Filosofische reflexie is het kenmerk van hensen's poëzie. Niet de onstuimige Ikaros heeft zijn voorkeur, maar de bezonnen Daidalos; zijn genius is niet Dionysos, maar Apolloon. Uit het labyrinth van het leven kan alleen de geest de opvlucht volbrengen. Daarom typeert de titel van deze bundel de wijsgeer-dichter Hensen.
Lyrisch zijn deze verzen slechts ten dele, omdat de abstracte bezinning zo oppermachtig heerst. Ontroering is alleen te vinden in de ‘Elegieën voor mijn moeder’, waarmee de bundel opent. Dan volgt de cyclus ‘Daidalos’, overigens stellig niet de sterkste. In deze en volgende cycli keren met verbeten vasthoudendheid, met monotonie zelfs, woorden terug als: geest, bezinnen, bedenking, beramen, verstand, zin, kennis, inzicht e.t.q. Tekenend voor deze wijsgerige poëzie zijn de verzen iv en v van de cyclus ‘Inzicht’, op blz. 32 en 33. In de afdeling Faustisch lezen we deze regels:
Leven is kiezen steeds. Doch zuiver, zuiver
is slechts de keuze van den geest. (p. 49)
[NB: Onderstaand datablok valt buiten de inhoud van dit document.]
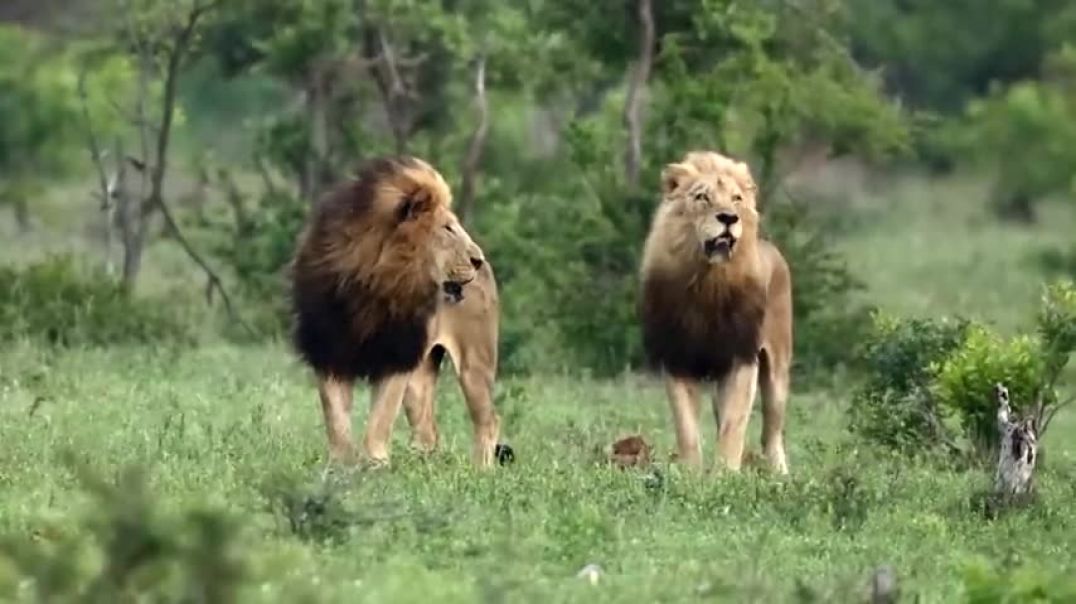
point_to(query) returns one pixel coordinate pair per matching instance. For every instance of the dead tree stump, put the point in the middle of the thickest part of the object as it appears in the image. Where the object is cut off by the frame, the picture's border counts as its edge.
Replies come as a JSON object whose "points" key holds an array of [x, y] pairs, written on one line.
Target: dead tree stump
{"points": [[1018, 449]]}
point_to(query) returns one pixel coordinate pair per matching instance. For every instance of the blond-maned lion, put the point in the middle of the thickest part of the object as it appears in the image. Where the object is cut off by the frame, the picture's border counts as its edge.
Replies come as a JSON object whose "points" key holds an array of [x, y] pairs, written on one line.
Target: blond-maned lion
{"points": [[716, 305], [384, 282]]}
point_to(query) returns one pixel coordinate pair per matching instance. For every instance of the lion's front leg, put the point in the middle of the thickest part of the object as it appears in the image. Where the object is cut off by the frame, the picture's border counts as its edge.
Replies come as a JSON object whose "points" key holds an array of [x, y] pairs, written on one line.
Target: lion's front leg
{"points": [[683, 401], [477, 383], [420, 404], [385, 399], [336, 396], [732, 408]]}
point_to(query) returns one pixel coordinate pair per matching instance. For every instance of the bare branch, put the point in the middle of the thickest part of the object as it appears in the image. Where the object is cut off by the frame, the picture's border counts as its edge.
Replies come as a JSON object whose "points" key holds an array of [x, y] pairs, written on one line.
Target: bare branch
{"points": [[477, 145], [395, 94], [213, 281], [633, 107]]}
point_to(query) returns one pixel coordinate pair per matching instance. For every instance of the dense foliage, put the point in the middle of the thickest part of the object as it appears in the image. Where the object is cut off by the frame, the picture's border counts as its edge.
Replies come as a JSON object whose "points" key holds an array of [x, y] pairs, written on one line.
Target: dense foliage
{"points": [[930, 382], [552, 123]]}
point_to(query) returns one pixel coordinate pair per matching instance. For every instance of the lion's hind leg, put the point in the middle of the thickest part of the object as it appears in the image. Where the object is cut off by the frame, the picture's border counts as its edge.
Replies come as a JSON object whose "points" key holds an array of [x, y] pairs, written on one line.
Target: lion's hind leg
{"points": [[385, 401], [420, 402], [336, 396], [774, 382]]}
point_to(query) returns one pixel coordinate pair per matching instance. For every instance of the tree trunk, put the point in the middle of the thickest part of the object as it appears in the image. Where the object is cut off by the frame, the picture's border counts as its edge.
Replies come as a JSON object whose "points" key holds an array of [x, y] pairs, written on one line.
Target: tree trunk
{"points": [[319, 137], [468, 185], [633, 107], [1018, 449]]}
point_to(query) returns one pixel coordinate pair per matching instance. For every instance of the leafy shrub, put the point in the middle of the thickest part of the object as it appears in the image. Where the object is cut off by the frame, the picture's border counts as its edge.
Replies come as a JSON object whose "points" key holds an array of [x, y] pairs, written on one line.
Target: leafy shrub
{"points": [[258, 250], [827, 310], [987, 584], [55, 302], [964, 381], [922, 373], [894, 407], [127, 548]]}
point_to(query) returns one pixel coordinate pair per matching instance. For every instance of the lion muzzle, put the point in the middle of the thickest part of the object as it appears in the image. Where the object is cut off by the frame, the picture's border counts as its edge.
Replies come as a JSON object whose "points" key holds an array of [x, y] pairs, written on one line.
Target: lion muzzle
{"points": [[453, 290]]}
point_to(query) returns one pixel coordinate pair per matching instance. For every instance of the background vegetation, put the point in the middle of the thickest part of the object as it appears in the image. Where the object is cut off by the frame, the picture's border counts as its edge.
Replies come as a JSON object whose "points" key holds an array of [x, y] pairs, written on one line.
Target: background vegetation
{"points": [[157, 159]]}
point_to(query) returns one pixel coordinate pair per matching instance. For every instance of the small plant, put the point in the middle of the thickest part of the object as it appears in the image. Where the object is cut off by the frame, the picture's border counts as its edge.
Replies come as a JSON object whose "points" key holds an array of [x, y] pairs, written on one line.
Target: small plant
{"points": [[126, 549], [895, 407], [988, 584], [55, 302], [921, 374]]}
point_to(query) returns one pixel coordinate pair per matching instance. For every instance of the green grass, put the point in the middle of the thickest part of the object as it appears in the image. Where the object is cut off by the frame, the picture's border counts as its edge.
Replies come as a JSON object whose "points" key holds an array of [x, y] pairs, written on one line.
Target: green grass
{"points": [[931, 247], [239, 430], [234, 429]]}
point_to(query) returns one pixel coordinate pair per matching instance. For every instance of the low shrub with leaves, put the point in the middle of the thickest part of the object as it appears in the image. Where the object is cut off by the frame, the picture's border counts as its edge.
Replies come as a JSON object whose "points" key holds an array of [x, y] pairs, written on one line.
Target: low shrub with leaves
{"points": [[930, 382], [56, 302], [257, 247], [987, 584], [894, 406], [127, 548]]}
In ‘Apolloon tegenover’, m.i. de sterkste cyclus, wordt het ‘alles vloeit’ als 's dichters levensbeschouwing geponeerd en wijst een klassiek hellenendom alle lichamelijke ascese af:
De harde leer die zich alleen verschanst
achter een wet van kwellen en van boeten,
kan slechts een leer zijn voor verlamde voeten. (p. 58)
Deze grote cyclus vindt eigenlijk zijn voortzetting in de volgende: De fles in zee. Mij althans is het niet duidelijk, waarom deze verzen een aparte groep zouden vormen. Hier vindt men de hymne aan het denken, de afwijzing van het geloof. Ik citeer het voorlaatste vers van de bundel:
Nu ben ik zwaar, dan ben ik licht,
nu doof, dan vol geluiden:
o heerlijkheid van het gedicht,
lots onverbreekbaar evenwicht
o zegen van het lied, diep in
waar toeval samenvloeit met zin,
verband met breuk, en waar begin
uit einde wordt geboren. (p. 83)
Herwig Hensen is een belangwekkend dichter, die zijn kracht vindt in een consequent doorgevoerde denktucht. Die geestelijke discipline kan men grotelijks bewonderen in deze tijd van romantische verwildering en toch kan men, zoals ik, de mening zijn toegedaan, dat deze geestelijke ascese een te smalle basis vormt, een te schrale voedingsbodem is voor de Poëzie. Heeft immers niet Ikaros de kunstenaars altijd weer geïnspireerd?